By Emma Briones
Australian whisky is blooming from its start in the 1990s. Nowadays there are many distilleries, most having adapted the Scottish way of whisky-making, and these are the ones to watch in the future.
Hellyers Road, located in the north-west of Tasmania, is one of these distilleries. Founded in 1999, it has become the best-selling locally crafted Australian whisky, and exports over 20 countries. Among its regular single malts, you can find Hellyers Road Pinot Noir, a Hellyers Road Original whisky with a wine twist.
Hellyers Road Pinot Noir is a NAS Single Malt made by using local malted barley. Like other expressions from the Tasmanian distillery, it has been aged in ex-bourbon barrels, but in this case, finished for six months in Pinot Noir French Oak casks from the Tamar Ridge winery (also in Tasmania). It is non-chill-filtered and it has been bottled at 46.2% ABV (92.4 proof).
Hellyers Road Pinot Noir is reddish copper in the glass, with long tears. On the nose, it is sweet and fruity, with some vanilla notes. The are strong hints of black grapes and must with an airy herbaceous touch. There are also caramel notes blended with an intense peppery touch.
On the palate, it starts as a classic Hellyers: fresh, with a light body. Then, surprisingly, there is a burst of pepper followed by grassy notes. There are also little hints of caramel and vanilla, hidden by a sweet touch of grape and a little trace of citrus zest.
Towards the end of the dram, it becomes warm and dry, lingering on the pepper notes. The finish is lengthy, powered by the dry touch of pepper.
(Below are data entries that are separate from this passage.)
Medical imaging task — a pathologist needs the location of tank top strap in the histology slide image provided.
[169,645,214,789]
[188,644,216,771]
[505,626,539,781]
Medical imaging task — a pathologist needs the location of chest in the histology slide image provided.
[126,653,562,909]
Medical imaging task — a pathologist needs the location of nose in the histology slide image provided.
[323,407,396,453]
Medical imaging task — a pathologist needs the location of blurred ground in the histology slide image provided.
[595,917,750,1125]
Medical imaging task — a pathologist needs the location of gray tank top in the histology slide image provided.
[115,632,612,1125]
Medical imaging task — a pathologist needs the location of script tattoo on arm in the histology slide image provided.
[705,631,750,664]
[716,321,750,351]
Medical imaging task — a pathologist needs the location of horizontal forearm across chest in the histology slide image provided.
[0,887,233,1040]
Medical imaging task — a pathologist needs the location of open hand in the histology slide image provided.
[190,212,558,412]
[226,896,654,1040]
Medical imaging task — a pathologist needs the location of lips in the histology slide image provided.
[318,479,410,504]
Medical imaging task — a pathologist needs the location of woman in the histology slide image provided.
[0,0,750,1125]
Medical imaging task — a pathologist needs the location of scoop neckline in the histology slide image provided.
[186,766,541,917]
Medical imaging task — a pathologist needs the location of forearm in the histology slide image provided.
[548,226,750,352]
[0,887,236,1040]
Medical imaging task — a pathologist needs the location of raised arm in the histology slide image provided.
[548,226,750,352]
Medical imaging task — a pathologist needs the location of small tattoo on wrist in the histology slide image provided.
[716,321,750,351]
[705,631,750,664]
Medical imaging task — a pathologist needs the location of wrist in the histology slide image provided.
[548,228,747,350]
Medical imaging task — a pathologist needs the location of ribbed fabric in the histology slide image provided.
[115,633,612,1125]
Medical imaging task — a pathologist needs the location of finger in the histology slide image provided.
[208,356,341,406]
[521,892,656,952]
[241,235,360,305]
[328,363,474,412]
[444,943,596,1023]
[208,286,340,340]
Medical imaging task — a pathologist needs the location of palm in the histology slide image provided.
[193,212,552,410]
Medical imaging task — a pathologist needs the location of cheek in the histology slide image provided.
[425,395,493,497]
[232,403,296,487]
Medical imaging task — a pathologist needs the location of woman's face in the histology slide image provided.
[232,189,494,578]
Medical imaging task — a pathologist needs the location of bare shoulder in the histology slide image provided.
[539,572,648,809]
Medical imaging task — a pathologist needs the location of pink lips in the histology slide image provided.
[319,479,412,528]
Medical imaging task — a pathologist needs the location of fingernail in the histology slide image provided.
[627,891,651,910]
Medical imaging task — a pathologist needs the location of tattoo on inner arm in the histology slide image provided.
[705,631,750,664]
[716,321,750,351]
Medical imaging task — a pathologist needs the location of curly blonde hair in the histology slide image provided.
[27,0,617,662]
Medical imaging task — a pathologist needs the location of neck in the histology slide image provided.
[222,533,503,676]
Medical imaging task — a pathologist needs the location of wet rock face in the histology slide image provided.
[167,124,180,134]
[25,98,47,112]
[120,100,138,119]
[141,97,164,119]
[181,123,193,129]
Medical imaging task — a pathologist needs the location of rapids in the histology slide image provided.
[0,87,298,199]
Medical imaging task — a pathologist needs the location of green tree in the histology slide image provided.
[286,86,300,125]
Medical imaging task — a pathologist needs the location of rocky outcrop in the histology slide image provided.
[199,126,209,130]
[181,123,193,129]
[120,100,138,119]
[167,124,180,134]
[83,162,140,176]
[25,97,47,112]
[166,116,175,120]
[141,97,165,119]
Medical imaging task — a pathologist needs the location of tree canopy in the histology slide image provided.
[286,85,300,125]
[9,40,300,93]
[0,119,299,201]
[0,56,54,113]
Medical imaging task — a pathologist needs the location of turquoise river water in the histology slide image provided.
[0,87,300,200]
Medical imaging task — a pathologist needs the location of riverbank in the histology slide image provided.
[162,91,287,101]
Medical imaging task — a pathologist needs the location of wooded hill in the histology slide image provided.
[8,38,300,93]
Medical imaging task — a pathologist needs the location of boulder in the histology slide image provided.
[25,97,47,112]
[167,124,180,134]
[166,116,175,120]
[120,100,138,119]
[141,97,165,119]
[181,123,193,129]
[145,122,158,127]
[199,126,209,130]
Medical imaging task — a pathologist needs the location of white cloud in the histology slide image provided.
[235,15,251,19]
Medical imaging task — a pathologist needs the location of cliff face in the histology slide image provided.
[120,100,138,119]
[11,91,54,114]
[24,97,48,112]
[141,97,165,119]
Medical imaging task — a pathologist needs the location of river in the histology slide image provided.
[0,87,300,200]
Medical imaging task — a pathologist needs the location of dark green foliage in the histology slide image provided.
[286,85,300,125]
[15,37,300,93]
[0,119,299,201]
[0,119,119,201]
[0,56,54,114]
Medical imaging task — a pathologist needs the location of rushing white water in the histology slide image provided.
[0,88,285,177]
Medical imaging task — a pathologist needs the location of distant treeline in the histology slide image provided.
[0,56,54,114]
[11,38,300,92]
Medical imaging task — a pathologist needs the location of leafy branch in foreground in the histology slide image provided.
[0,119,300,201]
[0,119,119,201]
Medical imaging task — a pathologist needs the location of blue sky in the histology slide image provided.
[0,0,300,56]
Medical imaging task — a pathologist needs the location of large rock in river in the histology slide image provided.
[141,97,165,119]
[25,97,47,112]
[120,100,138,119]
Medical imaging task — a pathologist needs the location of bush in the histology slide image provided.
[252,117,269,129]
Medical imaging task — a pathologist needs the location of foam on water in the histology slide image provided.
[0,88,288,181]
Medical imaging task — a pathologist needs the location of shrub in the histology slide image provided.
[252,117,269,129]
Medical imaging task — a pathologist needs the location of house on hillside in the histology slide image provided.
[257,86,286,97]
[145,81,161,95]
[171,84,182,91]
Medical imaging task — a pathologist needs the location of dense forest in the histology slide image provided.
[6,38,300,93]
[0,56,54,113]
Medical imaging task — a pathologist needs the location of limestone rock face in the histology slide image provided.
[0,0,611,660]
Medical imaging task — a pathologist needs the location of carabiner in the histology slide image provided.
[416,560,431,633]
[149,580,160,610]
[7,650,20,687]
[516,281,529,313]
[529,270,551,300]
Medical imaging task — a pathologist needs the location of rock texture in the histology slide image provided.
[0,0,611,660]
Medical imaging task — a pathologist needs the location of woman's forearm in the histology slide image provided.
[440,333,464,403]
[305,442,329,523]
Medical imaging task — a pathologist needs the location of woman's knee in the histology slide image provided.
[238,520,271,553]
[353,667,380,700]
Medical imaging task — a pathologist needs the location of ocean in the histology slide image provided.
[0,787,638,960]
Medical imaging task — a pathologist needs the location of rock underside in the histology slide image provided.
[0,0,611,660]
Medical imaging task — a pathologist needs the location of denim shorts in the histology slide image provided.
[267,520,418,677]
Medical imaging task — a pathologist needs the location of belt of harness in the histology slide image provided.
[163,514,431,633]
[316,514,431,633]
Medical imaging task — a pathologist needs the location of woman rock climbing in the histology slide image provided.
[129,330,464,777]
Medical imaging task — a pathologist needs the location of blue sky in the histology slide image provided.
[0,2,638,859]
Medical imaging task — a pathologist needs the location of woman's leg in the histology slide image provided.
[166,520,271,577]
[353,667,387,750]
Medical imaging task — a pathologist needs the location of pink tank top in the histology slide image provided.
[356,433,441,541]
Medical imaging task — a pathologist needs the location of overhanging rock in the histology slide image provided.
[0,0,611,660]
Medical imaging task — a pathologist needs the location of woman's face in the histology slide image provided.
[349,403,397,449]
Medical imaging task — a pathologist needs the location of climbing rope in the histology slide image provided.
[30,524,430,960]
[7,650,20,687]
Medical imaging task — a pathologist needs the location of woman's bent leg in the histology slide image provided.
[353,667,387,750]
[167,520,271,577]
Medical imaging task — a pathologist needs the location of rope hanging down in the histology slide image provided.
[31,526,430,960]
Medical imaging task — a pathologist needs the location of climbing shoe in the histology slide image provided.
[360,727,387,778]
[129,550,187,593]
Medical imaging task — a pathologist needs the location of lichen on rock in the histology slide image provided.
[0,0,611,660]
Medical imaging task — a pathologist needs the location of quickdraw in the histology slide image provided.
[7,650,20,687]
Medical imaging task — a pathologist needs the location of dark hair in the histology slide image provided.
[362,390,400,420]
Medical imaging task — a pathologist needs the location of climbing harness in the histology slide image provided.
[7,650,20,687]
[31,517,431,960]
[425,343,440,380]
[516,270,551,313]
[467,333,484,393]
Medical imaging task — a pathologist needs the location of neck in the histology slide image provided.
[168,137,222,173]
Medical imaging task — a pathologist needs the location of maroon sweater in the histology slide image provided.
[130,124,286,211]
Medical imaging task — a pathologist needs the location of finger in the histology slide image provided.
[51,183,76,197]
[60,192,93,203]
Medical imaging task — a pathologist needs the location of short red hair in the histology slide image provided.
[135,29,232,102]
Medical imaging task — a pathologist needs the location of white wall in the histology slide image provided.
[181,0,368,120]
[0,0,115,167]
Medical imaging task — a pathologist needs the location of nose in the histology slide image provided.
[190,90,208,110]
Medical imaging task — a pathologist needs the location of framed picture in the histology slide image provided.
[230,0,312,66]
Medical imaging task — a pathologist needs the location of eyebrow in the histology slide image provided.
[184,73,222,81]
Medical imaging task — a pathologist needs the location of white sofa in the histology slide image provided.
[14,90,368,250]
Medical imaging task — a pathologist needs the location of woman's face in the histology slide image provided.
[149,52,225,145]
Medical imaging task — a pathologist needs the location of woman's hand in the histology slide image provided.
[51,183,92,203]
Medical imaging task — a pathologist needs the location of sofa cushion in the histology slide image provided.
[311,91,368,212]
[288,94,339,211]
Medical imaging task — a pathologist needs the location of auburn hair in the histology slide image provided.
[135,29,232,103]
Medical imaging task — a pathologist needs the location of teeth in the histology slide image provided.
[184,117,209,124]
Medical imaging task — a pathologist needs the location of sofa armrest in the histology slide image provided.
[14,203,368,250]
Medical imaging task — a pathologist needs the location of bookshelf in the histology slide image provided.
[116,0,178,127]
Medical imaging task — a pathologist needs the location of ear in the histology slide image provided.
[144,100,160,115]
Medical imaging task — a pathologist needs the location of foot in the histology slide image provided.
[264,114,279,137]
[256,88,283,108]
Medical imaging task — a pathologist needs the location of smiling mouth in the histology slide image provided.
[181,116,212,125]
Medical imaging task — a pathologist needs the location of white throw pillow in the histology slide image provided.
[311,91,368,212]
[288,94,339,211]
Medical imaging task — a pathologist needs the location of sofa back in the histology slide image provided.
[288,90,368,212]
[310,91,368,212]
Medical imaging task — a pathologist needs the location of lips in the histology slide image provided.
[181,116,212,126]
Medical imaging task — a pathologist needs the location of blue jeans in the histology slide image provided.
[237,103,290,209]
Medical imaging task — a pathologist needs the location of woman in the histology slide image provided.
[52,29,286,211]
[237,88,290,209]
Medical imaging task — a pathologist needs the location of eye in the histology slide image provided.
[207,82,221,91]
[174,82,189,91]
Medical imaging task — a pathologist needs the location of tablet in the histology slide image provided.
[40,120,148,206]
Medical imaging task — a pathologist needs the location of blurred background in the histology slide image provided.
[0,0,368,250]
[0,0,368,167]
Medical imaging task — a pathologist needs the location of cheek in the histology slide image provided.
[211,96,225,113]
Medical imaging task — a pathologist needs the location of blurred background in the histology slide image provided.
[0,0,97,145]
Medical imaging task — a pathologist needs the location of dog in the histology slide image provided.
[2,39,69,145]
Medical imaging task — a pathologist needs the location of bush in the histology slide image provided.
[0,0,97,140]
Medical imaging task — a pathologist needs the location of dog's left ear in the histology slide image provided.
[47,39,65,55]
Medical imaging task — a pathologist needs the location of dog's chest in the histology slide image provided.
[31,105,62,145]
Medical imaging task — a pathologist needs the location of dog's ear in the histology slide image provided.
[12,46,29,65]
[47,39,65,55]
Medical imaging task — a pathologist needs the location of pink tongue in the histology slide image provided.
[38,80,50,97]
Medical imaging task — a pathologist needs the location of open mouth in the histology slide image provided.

Hellyers Road Pinot Noir is a whisky that stands out among others, even among other Hellyers Road expressions. It has a profile highly influenced by the Pinot Noir casks, placing it firmly with the winey-styled whiskies. It is bold and surprising, a dram most will not be accustomed to. It becomes more tasty and complex with every sip, hooking you on its unique flavor profile and asking for more of that dry and peppery dram. An unexpected whisky that you surely must try once in a lifetime.
In the UK it’s retailed around £70, with prices in the rest of Europe going from €70 to €90 depending on the country. You may find it in the US for $89, in Australia, it is priced around A$80.